Le président Ashraf Ghani ne compte d’ailleurs plus sur l’armée pour vaincre les talibans, mais a fait appel aux “seigneurs de guerre” pour les combattre. Pour le moment, “la seule force nationale organisée en Afghanistan, ce sont les talibans”, poursuit Gilles Dorronsoro.
Je n’ai pas eu le temps de tout lire, pouvez-vous me faire un résumé ?
Depuis le début du retrait des troupes occidentales d’Afghanistan, les talibans, des fondamentalistes islamistes, mènent une offensive effrénée pour reprendre le contrôle du pays, qu’ils ont dirigé de 1996 à 2001. Au 13 août, ils contrôlaient plus de la moitié des capitales provinciales, dont plusieurs situées dans le Nord, une région qui leur avait pourtant toujours résisté par le passé.

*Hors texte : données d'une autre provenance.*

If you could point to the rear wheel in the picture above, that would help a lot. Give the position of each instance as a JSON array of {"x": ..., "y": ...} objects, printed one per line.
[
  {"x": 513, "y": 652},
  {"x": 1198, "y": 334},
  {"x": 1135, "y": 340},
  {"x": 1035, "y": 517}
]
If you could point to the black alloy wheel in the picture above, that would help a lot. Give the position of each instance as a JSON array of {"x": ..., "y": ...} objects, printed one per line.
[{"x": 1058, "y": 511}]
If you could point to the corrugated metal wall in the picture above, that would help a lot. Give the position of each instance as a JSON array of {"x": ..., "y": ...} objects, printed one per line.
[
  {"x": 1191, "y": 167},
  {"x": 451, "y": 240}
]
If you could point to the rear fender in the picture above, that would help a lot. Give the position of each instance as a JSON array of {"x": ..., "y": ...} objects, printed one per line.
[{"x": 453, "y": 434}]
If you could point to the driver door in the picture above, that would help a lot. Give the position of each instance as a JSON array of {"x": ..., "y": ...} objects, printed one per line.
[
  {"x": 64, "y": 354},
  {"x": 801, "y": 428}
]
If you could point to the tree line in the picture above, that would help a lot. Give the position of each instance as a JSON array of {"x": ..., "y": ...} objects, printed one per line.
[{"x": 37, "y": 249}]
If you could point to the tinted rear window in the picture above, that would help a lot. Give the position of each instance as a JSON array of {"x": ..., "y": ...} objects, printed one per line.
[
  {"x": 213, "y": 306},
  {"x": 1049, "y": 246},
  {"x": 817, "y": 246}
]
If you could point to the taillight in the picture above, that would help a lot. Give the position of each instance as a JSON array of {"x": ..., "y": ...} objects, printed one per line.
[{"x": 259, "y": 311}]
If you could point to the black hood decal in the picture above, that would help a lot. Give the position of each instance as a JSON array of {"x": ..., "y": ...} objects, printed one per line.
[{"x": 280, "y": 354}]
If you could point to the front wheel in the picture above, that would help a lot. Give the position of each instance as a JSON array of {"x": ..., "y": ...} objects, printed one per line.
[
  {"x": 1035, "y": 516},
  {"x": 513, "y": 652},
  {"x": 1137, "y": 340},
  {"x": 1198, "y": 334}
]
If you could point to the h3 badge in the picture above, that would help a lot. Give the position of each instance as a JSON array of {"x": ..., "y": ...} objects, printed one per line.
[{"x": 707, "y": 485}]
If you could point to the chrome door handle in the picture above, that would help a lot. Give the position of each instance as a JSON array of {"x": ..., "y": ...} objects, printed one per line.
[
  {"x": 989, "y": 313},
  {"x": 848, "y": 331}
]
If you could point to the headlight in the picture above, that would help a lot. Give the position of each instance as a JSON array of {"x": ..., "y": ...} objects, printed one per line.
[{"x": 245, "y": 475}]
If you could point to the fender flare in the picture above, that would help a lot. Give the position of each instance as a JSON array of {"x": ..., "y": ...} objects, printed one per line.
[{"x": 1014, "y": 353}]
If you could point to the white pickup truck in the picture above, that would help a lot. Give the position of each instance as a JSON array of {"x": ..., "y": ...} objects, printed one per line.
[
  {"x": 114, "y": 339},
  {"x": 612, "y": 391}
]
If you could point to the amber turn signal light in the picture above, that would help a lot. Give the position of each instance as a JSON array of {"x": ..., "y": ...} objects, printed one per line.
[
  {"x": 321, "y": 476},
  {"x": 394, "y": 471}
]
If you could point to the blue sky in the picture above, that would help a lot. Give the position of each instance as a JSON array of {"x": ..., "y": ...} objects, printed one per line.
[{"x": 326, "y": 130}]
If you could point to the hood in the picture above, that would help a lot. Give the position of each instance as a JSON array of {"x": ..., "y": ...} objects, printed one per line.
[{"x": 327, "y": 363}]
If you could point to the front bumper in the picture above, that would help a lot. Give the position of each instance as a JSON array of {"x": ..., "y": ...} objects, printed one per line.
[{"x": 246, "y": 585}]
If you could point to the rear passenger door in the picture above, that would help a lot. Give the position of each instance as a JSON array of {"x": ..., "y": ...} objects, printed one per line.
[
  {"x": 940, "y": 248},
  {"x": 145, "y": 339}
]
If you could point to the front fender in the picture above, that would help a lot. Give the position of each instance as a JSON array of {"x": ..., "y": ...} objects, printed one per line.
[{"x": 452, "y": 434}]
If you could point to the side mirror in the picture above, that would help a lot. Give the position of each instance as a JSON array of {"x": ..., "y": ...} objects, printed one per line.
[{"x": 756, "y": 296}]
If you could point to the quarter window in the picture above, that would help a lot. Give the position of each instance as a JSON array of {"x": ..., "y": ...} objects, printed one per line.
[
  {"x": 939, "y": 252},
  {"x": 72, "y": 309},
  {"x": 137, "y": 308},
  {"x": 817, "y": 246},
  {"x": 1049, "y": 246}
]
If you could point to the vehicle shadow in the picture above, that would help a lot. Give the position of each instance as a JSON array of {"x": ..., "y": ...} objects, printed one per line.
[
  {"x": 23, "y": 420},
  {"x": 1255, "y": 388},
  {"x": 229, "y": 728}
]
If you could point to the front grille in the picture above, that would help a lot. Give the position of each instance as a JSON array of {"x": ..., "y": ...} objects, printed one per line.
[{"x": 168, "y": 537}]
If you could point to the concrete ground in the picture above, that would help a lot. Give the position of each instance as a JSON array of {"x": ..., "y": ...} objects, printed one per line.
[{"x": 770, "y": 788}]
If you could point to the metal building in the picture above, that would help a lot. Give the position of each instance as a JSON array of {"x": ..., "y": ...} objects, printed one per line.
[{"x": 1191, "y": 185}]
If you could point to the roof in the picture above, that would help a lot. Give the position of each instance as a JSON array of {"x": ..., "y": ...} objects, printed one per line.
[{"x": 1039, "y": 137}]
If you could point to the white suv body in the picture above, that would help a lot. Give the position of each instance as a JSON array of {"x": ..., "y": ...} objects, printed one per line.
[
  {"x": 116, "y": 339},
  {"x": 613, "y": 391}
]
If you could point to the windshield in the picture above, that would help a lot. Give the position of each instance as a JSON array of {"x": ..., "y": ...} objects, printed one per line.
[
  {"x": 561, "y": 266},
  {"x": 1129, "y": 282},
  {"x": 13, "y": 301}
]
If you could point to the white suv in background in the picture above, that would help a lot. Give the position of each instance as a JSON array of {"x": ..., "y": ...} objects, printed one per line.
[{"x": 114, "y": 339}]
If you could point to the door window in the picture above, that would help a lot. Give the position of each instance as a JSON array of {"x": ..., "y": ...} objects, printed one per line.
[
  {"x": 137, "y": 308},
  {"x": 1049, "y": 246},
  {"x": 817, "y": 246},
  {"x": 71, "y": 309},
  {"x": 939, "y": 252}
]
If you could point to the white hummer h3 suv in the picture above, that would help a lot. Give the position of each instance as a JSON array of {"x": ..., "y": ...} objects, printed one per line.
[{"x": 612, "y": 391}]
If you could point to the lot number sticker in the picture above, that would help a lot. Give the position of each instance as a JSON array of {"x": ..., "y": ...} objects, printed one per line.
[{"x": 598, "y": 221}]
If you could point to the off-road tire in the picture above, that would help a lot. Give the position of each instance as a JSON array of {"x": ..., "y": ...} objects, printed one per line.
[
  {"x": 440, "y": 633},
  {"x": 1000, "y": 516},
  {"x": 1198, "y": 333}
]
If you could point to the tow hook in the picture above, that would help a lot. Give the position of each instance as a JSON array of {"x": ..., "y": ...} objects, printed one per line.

Face à leur avancée, le gouvernement d’Ashraf Ghani est impuissant. Ses troupes, affaiblies après vingt ans de guerre, sont incapables de résister sans le soutien américain. Le président afghan a fait appel à des “seigneurs de guerre” pour les contrer. “En 1992, c’est dans un contexte similaire que l’Afghanistan avait sombré dans une guerre civile épouvantable”, rappelle le spécialiste Georges Lefeuvre.
* Tous les sites ou articles vers lesquels mènent ces liens sont en anglais.